String comparisons in a Unicode database
Pattern matching is one area where the behavior of existing MBCS databases is slightly different from the behavior of a Unicode database.
For MBCS databases in Db2®, the current behavior is as follows: If the match-expression contains MBCS data, the pattern can include both SBCS and non-SBCS characters. The special characters in the pattern are interpreted as follows:
- An SBCS halfwidth underscore refers to one SBCS character.
- A non-SBCS fullwidth underscore refers to one non-SBCS character.
- A percent (either SBCS halfwidth or non-SBCS fullwidth) refers to zero or more SBCS or non-SBCS characters.
In a Unicode database, there is really no distinction between "single-byte"
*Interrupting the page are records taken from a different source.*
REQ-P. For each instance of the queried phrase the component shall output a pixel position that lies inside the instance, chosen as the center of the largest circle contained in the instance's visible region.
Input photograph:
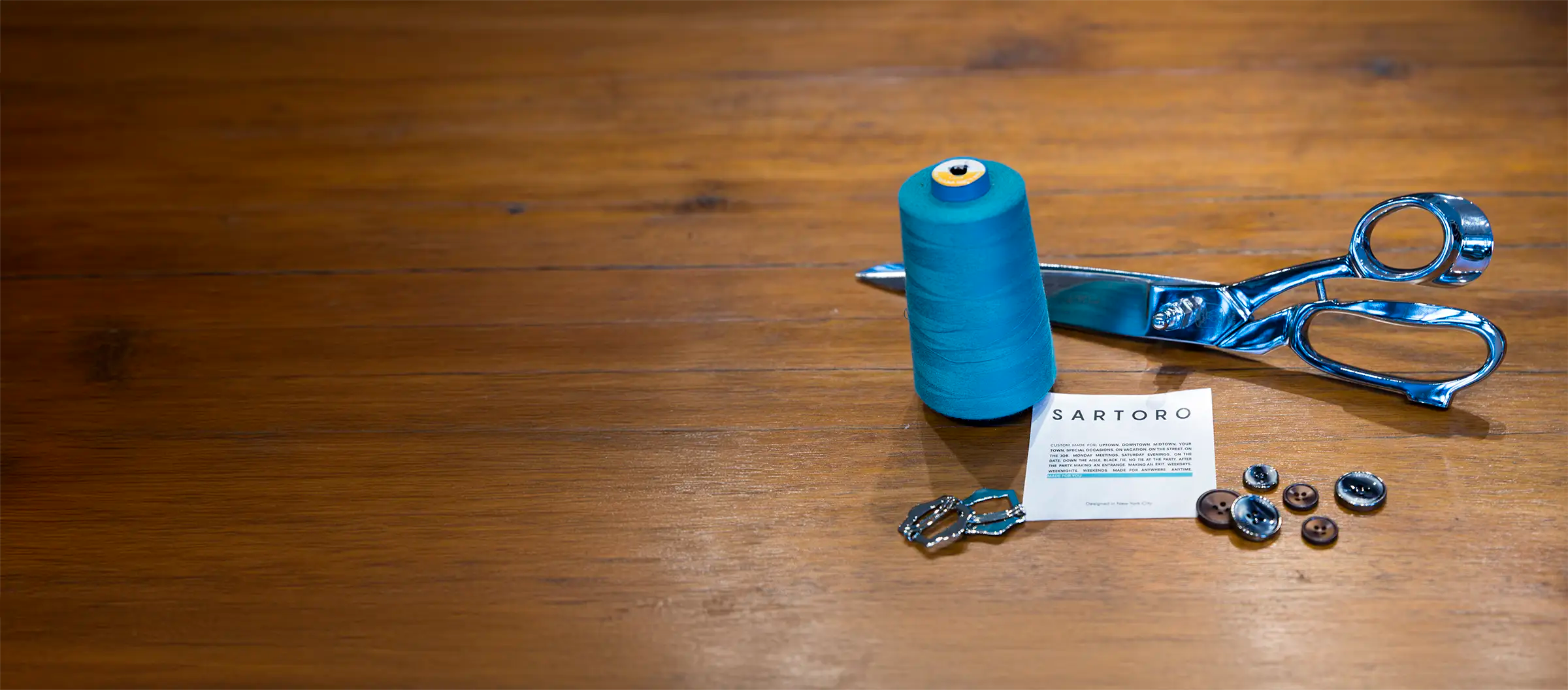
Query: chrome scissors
(1181, 310)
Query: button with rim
(1300, 496)
(1260, 477)
(1255, 518)
(1362, 491)
(1214, 508)
(1319, 531)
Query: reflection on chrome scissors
(1164, 308)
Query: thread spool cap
(960, 179)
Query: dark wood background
(516, 344)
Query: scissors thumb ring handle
(1437, 394)
(1467, 242)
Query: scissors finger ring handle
(1435, 394)
(1467, 242)
(927, 515)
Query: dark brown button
(1214, 508)
(1319, 531)
(1300, 496)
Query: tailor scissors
(1181, 310)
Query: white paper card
(1106, 457)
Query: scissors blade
(1081, 297)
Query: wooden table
(515, 344)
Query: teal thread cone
(979, 330)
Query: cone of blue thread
(979, 330)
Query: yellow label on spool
(957, 171)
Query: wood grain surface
(393, 344)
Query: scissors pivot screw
(1180, 314)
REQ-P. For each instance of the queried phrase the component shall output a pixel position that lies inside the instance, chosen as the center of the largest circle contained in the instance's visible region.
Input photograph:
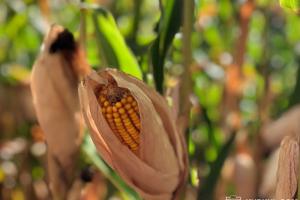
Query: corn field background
(229, 70)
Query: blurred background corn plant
(227, 68)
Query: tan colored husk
(288, 165)
(268, 183)
(244, 175)
(159, 167)
(54, 84)
(287, 124)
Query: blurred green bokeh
(134, 36)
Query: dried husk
(287, 124)
(288, 165)
(268, 183)
(244, 175)
(54, 82)
(159, 168)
and "non-single-byte" characters. Although the UTF-8 format is a
"mixed-byte" encoding of Unicode characters, there is no real distinction
between SBCS and non-SBCS characters in UTF-8. Every character is
a Unicode character, regardless of the number of bytes in UTF-8 format.
In a Unicode graphic string, every non-supplementary character, including
the halfwidth underscore (U+005F) and halfwidth percent (U+0025),
is two bytes in width. For Unicode databases, the special characters
in the pattern are interpreted as follows:
- For character strings, a halfwidth underscore (X'5F') or a fullwidth underscore (X'EFBCBF') refers to one Unicode character. A halfwidth percent (X'25') or a fullwidth percent (X'EFBC85') refers to zero or more Unicode characters.
- For graphic strings, a halfwidth underscore (U+005F) or a fullwidth underscore (U+FF3F) refers to one Unicode character. A halfwidth percent (U+0025) or a fullwidth percent (U+FF05) refers to zero or more Unicode characters.
Note: Two underscores are needed to match a Unicode supplementary
graphic character because such a character is represented by two
UCS-2 characters in a graphic string. Only one underscore is needed
to match a Unicode supplementary character in a character string.
For the optional "escape expression", which specifies a character
to be used to modify the special meaning of the underscore and percent
sign characters, the expression can be specified by any one of:
- A constant
- A special register
- A host variable
- A scalar function whose operands are any of the previously mentioned operands
- An expression concatenating any of the previously mentioned operands or functions
- No element in the expression can be of type CLOB or DBCLOB. In addition, it cannot be a BLOB file reference variable.
- For character strings, the result of the expression must be one character or a FOR BIT DATA string containing exactly one (1) byte (SQLSTATE 22019). For graphic strings, the result of the expression must be one character (SQLSTATE 22019).